Here, in one authoritative volume, is everything you need to know about Death Note! Features include complete character biographies, detailed story-line summaries, production notes, and behind-the-scenes commentaries. Death Note 13: How to Read also includes exclusive interviews with creators Tsugumi Ohba and Takeshi Obata and a bonus manga chapter of never-before-translated material. (Source: AnimeNation)
I was in Borders one day browsing through the manga section when I found some book about Death Note that claimed to reveal mysteries and secrets about the manga. Intrigued, I leafed through it. But after a few minutes I realized that the book contained nothing that I didn't already know about the series. All it did was summarize info that you could find out by reading the books or watching the anime. Essentially -- much like some Harry Potter books I've seen floating around -- it was nothing more than a worthless attempt by some shmoe to milk money out of a popular franchise. Death Note 13: How to Read, however, is NOT that type of book.
The best way I can think of to describe DN 13 is that it is comparable a really good set of DVD extras. From character bios to creator's commentary to making-of info and even some humorous extras, this book is the definitive Death Note encyclopedia.
Having said that, there is a lot in this book that you may already know. The character bios and timeline of events are nothing new; but it goes the extra mile in both the way it organizes the information and in the level of extra behind-the-scenes info it gives you.

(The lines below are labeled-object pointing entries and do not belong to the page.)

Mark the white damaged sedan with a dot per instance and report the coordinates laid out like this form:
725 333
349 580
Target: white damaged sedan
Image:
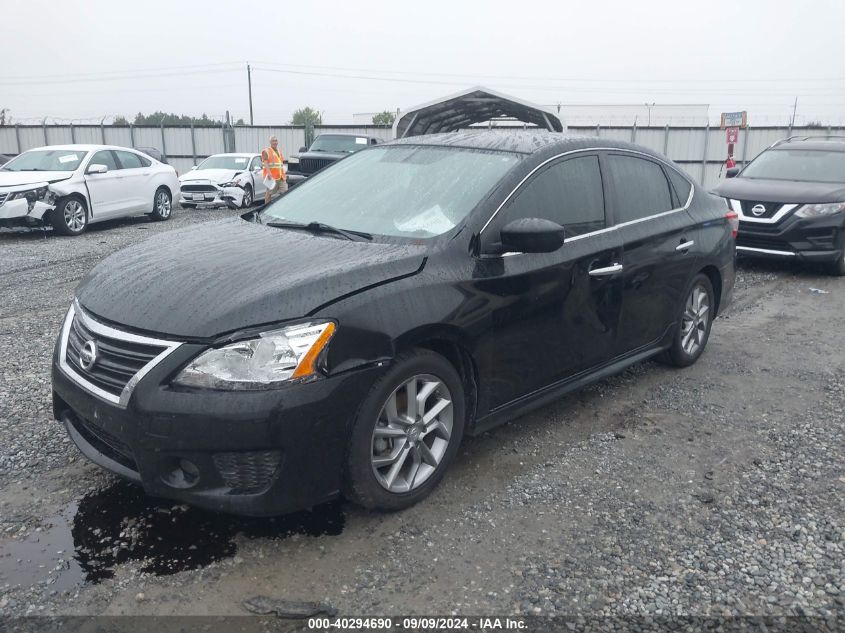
71 186
233 180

For instance, in the character bios there is a chart that gages certain personality traits of each character. So you can see how the intelligence level of Light compares to L, or how the death toll of Ryuk compares to Rem. Plus it give more insight into the background, motivations, and likes/dislikes and even the physical traits like height, weight, blood type that you wouldn't necessarily know by reading the manga alone. So now you know everything from the degree of Mellow's inferiority complex to Halle Linder's distaste for moths. In addition the creators tell you things like how Misa probably ended up after her final scene and what probably happened with Light's mom and sister.
The book also organizes the story and characters in every which way imaginable. You have the timeline of events including specific dates. You have all the organizations involved, including which characters belong to which organization, and the part each plays. You have all of the Death Note rules including the ones that directly affect the story and the specific scenes they apply to as well as the ones that are never even mentioned in the manga. Plus you have a list of all the tricks that the characters employ when using the Death Note. You have a list of what characters used which Death Note... the list goes on and on. And even though some of the info is redundant, each section provides some new or extra detail or insight to glean from the story.

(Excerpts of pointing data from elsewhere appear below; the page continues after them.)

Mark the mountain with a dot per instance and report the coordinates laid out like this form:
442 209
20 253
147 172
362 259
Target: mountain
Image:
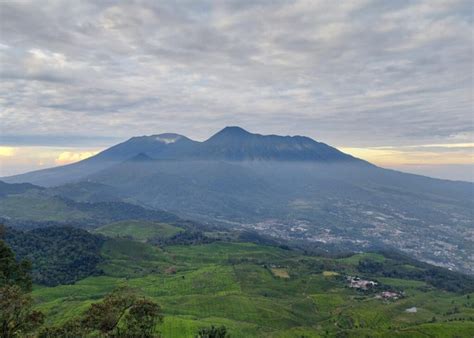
292 188
230 144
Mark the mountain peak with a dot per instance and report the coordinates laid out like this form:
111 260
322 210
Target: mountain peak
230 133
167 138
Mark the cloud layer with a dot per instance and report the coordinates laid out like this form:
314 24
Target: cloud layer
356 74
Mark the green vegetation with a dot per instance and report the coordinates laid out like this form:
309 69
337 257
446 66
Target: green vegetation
36 206
201 288
17 318
59 255
139 230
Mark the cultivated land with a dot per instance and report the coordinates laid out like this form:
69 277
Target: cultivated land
257 290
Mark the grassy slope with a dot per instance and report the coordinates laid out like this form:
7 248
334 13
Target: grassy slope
139 230
232 284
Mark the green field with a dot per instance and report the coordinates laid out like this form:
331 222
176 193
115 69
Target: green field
138 230
232 284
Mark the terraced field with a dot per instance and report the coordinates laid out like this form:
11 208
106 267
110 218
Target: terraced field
232 284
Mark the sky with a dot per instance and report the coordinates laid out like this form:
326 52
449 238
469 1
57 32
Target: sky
388 81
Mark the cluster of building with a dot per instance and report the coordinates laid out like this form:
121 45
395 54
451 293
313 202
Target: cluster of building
358 283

Of course, the biggest value to the book are the multiple interviews with the creators: Tsugumi Ohba (the writer) and Takeshi Obata (the artist). They go into everything from how they went about creating the series, to the level of collaboration, to how they came up with the character designs, to aspects of the creators' everyday lives. For instance, Ohba reveals that the story was never intended to be as deep as people interpret it. He never meant for it to spark debate about right vs. wrong or whether Light was good or evil. He just wanted to create an entertaining suspense story. And Ryuk's apples -- which so many people interpreted as a reference to Adam and Eve and temptation -- was merely used because he thought the red color would look cool against Ryuk's black body. Although the one thing that I was confused about was the level to which Ohba planned ahead when writing the story. At one point he says that he knew what the ending was going to be all along. But later on he said that he was pretty much just making up the story as he went. I'm guessing the real answer is somewhere in between.

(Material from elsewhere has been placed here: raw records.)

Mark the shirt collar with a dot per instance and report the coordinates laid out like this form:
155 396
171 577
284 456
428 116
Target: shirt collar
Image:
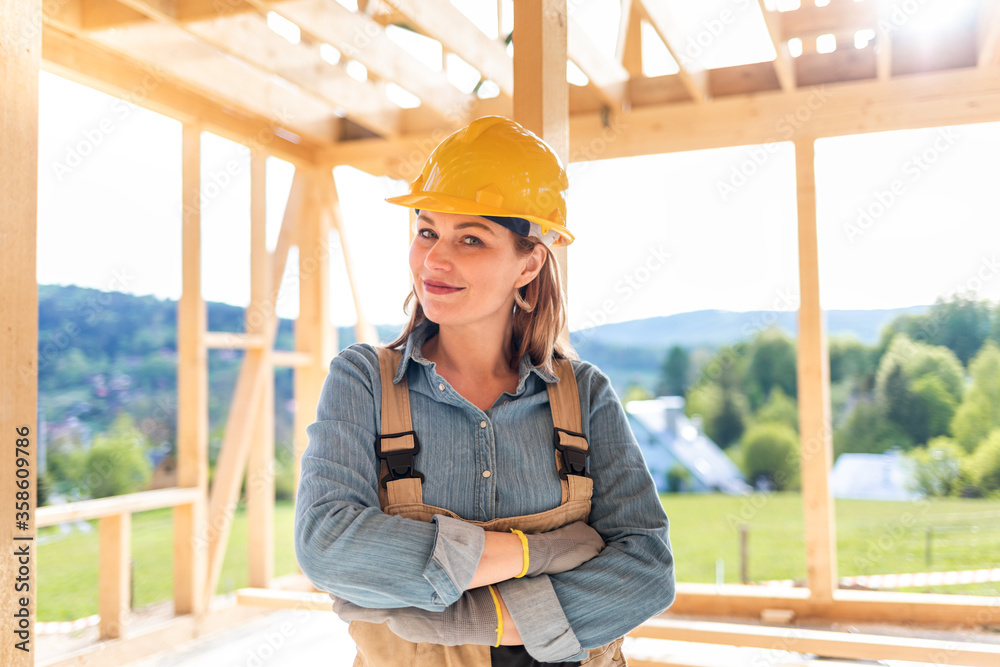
426 329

The final parts of the book include a hilarious "Ryuk's Journal" section where Ryuk uncovers everything from Mello's scoreboard of victories and defeats to Near's shopping list to just how much sugar and caffeine L actually inhales. Then there are some funny four-panel comic strips and everything wraps up with the original never-before-seen pilot chapter on which the serial Death Note manga was based.
So -- if you haven't figured it out by now -- this book is more than just a regurgitation of info you already know. It provides useful insight and new details that -- if you are a true Death Note fanatic -- you won't want to be without.